13 minutos de leitura

Texto originalmente publicado em: 17/02/09

Para a fonte eólica deslanchar na matriz energética brasileira é preciso reduzir o índice de nacionalização (de 70%) dos equipamentos exigido pelo governo federal. A opinião é de especialistas do setor, que defendem um índice menos significativo, capaz de reduzir o custo de instalação das centrais motivadas pela força dos ventos.

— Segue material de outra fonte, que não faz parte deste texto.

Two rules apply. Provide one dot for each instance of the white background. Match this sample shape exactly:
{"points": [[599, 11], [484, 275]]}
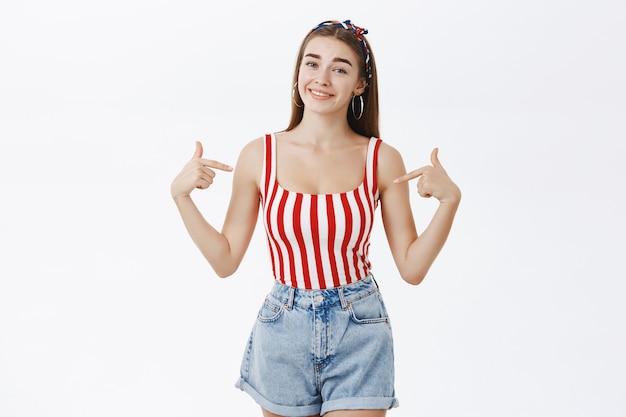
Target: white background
{"points": [[107, 308]]}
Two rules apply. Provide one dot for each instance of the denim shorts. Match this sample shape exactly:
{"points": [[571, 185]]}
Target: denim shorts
{"points": [[315, 351]]}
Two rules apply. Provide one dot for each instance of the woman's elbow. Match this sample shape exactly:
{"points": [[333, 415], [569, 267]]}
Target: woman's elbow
{"points": [[413, 279]]}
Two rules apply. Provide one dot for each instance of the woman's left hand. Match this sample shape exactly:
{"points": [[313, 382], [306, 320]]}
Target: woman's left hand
{"points": [[433, 181]]}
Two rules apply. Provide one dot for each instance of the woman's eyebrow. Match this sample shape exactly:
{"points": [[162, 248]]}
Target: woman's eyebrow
{"points": [[316, 56]]}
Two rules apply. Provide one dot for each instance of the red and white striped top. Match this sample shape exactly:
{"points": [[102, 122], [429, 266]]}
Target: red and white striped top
{"points": [[318, 241]]}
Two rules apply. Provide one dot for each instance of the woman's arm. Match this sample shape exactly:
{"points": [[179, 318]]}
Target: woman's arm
{"points": [[223, 250], [415, 254]]}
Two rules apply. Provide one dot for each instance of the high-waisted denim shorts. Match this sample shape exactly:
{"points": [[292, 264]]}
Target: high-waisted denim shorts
{"points": [[315, 351]]}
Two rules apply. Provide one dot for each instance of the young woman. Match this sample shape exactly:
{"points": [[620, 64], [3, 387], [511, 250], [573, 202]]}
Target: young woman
{"points": [[322, 343]]}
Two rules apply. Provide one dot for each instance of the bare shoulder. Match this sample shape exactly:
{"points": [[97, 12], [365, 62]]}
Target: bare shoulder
{"points": [[390, 163], [250, 161]]}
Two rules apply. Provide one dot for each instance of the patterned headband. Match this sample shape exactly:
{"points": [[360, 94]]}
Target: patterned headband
{"points": [[358, 32]]}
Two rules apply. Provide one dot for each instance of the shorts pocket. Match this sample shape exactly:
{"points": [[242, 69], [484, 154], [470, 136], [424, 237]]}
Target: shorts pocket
{"points": [[368, 310], [270, 311]]}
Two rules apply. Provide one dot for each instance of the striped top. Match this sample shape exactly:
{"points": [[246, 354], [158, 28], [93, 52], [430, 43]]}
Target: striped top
{"points": [[318, 241]]}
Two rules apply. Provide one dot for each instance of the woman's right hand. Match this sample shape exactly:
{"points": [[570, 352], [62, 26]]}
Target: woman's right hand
{"points": [[197, 173]]}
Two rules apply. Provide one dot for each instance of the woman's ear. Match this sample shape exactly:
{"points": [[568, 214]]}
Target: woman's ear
{"points": [[360, 87]]}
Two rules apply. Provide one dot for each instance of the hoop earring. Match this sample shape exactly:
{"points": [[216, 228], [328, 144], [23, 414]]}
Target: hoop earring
{"points": [[361, 108], [293, 95]]}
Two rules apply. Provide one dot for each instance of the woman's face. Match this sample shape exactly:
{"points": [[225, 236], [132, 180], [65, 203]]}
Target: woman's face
{"points": [[329, 75]]}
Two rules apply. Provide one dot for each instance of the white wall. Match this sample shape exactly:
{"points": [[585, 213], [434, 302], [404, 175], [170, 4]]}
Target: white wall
{"points": [[107, 308]]}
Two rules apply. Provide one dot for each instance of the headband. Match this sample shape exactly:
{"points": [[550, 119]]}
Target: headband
{"points": [[358, 32]]}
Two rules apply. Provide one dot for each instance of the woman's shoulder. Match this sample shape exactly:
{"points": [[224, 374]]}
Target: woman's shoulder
{"points": [[387, 154], [390, 164]]}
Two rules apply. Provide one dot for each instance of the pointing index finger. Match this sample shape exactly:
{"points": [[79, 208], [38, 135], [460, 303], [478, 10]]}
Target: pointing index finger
{"points": [[409, 176], [216, 164]]}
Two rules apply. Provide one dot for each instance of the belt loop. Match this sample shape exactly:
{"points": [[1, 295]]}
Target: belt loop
{"points": [[372, 275], [344, 303], [292, 293]]}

O alto índice de nacionalização tem sido um gargalo no setor, porque há poucos fabricantes de equipamentos instalados no Brasil e praticamente 100% da produção local é exportada. Portanto, para comprar em território nacional, além de pagar mais caro, o investidor precisa esperar para o equipamento ser disponibilizado”, diz Marcelo Parodi, presidente da comercializadora Comerc.

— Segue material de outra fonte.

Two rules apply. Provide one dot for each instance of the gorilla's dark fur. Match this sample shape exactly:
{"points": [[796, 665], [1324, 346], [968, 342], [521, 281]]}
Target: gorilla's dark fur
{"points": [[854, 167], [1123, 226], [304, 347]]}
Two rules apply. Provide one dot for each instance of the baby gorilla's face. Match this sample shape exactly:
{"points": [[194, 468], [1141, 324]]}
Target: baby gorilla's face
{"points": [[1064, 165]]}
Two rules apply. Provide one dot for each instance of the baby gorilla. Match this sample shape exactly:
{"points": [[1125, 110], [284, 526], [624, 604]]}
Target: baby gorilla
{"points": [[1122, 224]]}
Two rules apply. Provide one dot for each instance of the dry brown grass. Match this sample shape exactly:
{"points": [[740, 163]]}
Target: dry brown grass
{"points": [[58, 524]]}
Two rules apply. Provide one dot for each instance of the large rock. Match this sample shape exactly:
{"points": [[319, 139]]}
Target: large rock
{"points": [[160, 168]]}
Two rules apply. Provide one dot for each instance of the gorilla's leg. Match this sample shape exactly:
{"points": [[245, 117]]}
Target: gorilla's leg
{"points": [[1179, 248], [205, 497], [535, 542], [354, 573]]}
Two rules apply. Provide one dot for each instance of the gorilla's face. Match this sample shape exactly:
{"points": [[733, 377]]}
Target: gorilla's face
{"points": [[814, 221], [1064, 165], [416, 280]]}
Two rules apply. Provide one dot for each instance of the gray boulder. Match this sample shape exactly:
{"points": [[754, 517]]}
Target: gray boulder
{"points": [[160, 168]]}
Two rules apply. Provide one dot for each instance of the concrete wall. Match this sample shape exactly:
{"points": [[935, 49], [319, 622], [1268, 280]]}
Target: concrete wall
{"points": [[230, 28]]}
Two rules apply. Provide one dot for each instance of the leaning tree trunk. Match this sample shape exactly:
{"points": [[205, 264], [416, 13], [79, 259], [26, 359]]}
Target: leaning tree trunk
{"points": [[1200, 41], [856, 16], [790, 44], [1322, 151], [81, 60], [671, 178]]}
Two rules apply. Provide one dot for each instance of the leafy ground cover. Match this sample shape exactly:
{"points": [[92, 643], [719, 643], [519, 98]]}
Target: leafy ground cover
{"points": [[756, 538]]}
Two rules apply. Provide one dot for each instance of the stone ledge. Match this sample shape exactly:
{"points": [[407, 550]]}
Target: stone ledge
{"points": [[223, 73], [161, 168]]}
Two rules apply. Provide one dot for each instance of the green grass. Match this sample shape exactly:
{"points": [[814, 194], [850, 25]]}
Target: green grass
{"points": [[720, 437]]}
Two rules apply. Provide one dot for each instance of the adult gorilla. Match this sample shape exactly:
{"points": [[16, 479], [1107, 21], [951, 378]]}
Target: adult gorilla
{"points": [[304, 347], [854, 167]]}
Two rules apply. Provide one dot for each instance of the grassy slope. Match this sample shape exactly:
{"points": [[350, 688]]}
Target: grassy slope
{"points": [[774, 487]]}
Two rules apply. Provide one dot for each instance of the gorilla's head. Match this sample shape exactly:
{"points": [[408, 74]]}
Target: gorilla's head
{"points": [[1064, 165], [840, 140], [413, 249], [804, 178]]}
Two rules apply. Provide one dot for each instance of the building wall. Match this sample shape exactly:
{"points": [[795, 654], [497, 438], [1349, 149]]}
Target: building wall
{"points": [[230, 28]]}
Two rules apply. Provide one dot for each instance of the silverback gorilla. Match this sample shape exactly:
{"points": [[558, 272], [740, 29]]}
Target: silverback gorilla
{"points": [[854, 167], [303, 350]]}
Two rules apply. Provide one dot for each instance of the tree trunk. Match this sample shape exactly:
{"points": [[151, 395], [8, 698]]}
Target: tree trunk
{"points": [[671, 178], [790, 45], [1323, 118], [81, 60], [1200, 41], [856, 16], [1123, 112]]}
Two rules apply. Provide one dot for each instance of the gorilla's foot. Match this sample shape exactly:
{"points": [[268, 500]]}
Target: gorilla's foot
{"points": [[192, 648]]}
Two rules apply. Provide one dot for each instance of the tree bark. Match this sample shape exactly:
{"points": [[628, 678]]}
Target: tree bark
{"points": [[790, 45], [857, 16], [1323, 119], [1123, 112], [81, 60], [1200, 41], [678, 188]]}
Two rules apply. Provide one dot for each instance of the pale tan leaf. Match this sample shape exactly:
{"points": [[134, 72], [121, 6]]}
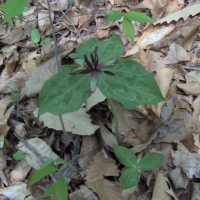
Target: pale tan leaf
{"points": [[160, 187], [20, 171], [192, 88], [77, 122], [109, 190], [14, 83], [41, 147], [18, 191], [179, 179], [177, 53], [94, 99], [163, 80], [184, 13], [188, 162], [4, 115], [192, 76], [143, 131], [100, 167]]}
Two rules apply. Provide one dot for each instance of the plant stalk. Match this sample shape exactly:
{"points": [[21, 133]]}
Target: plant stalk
{"points": [[119, 140]]}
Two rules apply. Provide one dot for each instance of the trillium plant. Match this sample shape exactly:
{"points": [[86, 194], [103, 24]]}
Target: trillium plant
{"points": [[98, 65]]}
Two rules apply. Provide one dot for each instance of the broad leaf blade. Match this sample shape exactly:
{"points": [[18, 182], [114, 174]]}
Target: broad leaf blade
{"points": [[64, 93], [35, 36], [125, 156], [51, 190], [151, 161], [108, 50], [19, 155], [41, 174], [132, 85], [138, 17], [61, 189], [115, 15], [129, 178], [13, 8], [128, 29]]}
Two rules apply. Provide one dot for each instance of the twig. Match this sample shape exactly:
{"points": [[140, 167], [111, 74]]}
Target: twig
{"points": [[34, 152], [119, 140]]}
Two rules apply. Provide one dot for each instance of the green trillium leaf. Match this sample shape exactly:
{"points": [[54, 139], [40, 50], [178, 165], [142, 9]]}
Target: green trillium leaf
{"points": [[108, 50], [132, 85], [129, 178], [125, 156], [64, 93]]}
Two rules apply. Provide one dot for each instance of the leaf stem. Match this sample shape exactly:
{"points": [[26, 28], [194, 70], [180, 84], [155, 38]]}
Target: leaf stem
{"points": [[119, 140]]}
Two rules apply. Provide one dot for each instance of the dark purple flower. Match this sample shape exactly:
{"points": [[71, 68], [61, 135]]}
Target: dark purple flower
{"points": [[93, 67]]}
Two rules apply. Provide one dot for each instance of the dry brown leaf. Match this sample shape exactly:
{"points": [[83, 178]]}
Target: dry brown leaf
{"points": [[179, 179], [188, 162], [127, 123], [20, 171], [177, 53], [184, 13], [143, 131], [192, 88], [41, 147], [4, 115], [84, 193], [90, 147], [160, 187], [163, 80]]}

Atualmente, a fonte eólica tem participação irrisória na matriz energética brasileira, de apenas 0,36%. A fonte hídrica domina a geração de eletricidade, com quase 70% de participação. Lúcio Reis, diretor-executivo da Associação Nacional dos Consumidores de Energia (Anace), afirma que o ideal seria reduzir o índice para 40% ou 50%. “Isso porque a carga tributária brasileira é muito alta e é mais rentável importar o equipamento do que comprar o produzido aqui no País, diz Reis.”

Segundo o especialista, hoje, a fabricação nacional pode atender até cerca de 60% de índice de nacionalização, mas a compra dos equipamentos e materiais para atender este índice inviabiliza o
projeto, já que a carga tributária brasileira é alta. “O ideal seria chegar a, no máximo, 50% de nacionalização obrigatória”, diz.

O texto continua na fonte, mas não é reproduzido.